[1]Les Wichtelmænner
Jacob et Wilhelm Grimm
Traduit par Félix Frank et E. Alsleben
PREMIER CONTE
Un cordonnier était devenu si pauvre, sans qu'il y eût de sa faute, qu'il ne lui restait a
la fin que tout juste assez de cuir pour faire une paire de souliers. Dans la soirée, il
tailla ce cuir afin de le coudre le lendemain, et, comme il avait la conscience en
repos, il se mit tranquillement au lit après s'être recommandé au bon Dieu, puis
s'endormit.
Le lendemain, lorsqu'il eut fait sa prière et qu'il voulut se mettre à l'ouvrage, les deux
souliers se trouvaient tout faits sur la table.
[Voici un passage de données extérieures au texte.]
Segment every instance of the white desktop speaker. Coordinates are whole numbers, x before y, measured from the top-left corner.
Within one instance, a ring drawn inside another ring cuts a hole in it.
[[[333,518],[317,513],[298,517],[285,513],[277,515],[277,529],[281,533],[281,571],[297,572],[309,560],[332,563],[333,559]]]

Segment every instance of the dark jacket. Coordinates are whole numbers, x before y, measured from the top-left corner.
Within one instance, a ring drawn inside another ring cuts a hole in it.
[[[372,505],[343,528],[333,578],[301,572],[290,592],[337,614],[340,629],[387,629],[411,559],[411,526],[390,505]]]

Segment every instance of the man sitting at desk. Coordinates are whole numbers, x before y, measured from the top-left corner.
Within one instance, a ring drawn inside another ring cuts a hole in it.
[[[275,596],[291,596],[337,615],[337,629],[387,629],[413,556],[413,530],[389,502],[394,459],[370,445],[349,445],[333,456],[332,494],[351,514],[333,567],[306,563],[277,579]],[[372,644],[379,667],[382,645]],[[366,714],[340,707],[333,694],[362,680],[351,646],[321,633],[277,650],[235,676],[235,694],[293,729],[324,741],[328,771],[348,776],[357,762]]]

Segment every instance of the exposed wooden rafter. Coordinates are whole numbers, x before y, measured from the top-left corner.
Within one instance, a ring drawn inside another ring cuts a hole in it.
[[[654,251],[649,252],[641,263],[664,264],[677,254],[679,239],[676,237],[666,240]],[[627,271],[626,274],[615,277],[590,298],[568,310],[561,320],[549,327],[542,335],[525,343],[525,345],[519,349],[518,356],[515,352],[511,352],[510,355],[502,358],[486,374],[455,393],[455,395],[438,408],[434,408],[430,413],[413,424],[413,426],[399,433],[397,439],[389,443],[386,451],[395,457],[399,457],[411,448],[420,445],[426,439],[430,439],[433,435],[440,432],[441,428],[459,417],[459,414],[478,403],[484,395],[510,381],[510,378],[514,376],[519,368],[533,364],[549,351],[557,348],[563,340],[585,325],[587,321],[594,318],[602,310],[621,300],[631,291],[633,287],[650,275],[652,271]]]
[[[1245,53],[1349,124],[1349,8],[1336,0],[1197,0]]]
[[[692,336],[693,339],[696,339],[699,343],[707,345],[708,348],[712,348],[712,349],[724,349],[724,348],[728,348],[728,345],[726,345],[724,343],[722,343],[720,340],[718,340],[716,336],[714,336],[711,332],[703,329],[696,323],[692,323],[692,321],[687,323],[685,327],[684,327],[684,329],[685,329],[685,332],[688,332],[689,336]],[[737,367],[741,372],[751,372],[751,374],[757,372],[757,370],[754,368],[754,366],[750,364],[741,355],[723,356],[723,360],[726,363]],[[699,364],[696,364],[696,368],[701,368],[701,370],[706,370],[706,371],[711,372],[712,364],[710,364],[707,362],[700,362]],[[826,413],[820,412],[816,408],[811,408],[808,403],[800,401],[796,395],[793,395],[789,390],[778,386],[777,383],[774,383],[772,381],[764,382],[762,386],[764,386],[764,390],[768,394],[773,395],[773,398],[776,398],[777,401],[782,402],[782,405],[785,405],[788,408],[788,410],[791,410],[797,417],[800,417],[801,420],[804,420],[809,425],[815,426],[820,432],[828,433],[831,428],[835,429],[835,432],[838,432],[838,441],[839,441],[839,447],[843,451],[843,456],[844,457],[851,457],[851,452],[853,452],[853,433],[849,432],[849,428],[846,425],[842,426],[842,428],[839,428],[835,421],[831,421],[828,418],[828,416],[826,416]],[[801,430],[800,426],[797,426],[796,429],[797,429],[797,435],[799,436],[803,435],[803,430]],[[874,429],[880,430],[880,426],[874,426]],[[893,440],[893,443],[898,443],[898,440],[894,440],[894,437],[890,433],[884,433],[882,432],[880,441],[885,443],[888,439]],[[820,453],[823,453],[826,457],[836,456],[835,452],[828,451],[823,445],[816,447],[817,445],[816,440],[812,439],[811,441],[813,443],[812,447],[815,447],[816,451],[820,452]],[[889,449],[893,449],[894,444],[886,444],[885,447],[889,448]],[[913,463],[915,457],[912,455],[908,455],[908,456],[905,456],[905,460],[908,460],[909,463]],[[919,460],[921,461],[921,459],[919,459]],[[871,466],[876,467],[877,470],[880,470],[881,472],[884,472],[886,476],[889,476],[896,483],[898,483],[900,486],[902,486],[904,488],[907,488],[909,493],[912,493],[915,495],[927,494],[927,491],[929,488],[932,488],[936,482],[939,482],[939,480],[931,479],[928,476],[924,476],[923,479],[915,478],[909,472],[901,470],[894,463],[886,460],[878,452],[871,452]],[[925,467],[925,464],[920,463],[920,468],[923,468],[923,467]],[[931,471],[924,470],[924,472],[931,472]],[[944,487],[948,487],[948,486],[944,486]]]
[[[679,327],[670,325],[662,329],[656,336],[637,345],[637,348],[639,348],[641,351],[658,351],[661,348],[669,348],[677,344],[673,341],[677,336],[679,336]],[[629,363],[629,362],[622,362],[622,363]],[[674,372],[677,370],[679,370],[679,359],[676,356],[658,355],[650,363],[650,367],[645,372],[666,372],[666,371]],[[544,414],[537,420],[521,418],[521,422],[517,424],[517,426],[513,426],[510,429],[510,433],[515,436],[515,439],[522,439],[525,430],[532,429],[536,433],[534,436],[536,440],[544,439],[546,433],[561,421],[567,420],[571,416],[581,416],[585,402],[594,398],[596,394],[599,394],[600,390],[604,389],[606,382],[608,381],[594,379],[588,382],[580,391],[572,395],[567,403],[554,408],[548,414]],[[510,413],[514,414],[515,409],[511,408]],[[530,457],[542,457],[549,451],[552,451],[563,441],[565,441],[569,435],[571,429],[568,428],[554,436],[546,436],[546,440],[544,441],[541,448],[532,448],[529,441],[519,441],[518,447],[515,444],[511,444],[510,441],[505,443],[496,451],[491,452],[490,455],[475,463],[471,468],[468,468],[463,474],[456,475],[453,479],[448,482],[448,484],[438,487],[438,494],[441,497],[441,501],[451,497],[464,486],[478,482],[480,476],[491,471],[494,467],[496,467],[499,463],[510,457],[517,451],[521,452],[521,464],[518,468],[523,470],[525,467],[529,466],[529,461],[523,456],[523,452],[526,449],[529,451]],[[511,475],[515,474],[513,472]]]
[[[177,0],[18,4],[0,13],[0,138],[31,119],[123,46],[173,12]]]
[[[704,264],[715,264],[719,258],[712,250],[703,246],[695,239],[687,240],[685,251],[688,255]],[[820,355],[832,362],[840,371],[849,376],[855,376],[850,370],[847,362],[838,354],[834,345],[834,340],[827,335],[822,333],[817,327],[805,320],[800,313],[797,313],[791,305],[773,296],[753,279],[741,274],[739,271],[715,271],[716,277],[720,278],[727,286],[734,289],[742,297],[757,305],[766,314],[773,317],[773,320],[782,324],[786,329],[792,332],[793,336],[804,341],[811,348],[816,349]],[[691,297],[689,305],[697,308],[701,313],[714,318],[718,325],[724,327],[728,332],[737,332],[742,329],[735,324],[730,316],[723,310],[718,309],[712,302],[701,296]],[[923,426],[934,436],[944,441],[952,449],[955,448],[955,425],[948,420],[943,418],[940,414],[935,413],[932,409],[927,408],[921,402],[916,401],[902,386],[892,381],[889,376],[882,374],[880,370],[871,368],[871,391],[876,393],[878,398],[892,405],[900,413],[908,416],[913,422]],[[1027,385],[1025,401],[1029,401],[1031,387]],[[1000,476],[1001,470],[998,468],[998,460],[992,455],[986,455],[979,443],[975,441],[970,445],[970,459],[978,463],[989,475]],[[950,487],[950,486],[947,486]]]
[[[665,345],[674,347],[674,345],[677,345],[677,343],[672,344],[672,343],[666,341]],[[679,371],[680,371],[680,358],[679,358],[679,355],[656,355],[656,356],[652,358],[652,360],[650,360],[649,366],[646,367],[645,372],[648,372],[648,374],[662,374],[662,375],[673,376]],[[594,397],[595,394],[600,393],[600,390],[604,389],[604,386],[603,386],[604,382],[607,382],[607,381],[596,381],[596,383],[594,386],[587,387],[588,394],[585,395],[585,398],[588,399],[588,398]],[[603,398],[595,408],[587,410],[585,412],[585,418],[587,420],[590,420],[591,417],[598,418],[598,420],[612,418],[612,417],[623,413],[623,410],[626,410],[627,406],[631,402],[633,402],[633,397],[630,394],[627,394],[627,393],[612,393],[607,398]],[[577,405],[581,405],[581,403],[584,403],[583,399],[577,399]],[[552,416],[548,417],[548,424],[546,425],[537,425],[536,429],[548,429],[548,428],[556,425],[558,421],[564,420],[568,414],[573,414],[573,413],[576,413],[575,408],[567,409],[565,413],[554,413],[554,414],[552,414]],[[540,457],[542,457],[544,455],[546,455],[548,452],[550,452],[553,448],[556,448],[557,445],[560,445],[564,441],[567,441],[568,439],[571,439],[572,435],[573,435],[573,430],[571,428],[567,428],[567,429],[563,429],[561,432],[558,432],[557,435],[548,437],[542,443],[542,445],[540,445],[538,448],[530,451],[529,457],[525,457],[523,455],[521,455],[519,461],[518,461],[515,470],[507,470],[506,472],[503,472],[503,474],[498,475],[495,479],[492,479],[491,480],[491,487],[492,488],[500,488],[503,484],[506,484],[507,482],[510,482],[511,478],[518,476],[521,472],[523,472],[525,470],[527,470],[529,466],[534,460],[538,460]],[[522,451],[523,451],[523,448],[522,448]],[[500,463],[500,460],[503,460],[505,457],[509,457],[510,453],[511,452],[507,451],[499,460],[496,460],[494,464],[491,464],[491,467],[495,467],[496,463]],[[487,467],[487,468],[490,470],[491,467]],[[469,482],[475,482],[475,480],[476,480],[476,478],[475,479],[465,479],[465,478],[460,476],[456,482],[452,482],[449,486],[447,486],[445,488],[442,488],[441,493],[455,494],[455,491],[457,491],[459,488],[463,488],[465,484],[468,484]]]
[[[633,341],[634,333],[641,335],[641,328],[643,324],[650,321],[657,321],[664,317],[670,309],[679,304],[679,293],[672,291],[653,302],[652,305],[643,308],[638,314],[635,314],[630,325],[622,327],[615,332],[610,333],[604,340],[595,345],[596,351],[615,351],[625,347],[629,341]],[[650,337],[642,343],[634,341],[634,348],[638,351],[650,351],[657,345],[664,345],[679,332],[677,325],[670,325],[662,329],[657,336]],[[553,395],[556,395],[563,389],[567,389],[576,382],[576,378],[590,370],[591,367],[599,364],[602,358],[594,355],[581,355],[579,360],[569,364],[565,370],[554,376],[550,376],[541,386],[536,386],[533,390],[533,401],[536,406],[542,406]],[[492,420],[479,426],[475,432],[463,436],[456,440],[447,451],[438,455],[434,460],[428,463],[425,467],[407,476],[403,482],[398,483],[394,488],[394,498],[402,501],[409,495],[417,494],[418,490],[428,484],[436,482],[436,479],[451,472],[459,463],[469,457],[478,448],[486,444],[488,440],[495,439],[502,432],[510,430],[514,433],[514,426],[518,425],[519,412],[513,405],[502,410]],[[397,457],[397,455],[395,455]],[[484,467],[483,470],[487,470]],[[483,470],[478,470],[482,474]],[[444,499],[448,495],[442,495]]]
Jugez de l'étonnement du bonhomme ; il
ne savait que dire ni que penser, et il prit les souliers à sa main pour les regarder
de plus près : ils étaient façonnés avec tant de soin qu'il n'y avait pas un faux point ;
c'était vraiment un ouvrage de maîtret !
Bientôt un acheteur entra dans la boutique ; et, comme ces souliers lui plurent, il les
paya plus que le prix ordinaire, et le cordonnier put s'acheter de cet argent du cuir
pour deux autres paires de souliers. Il les tailla le soir, se proposant de les coudre le
lendemain ; mais il n'en eut pas besoin, car en se levant, il les trouva déjà tout faits,
et les acheteurs ne tardèrent pas non plus à lui donner de quoi s'acheter du cuir
pour quatre paires de souliers. Le lendemain matin encore, il trouva ces quatre
paires toutes faites ; et ce fut ainsi toujours de mieux en mieux : ce qu'il taillait le
soir, il le trouvait cousu et achevé le ...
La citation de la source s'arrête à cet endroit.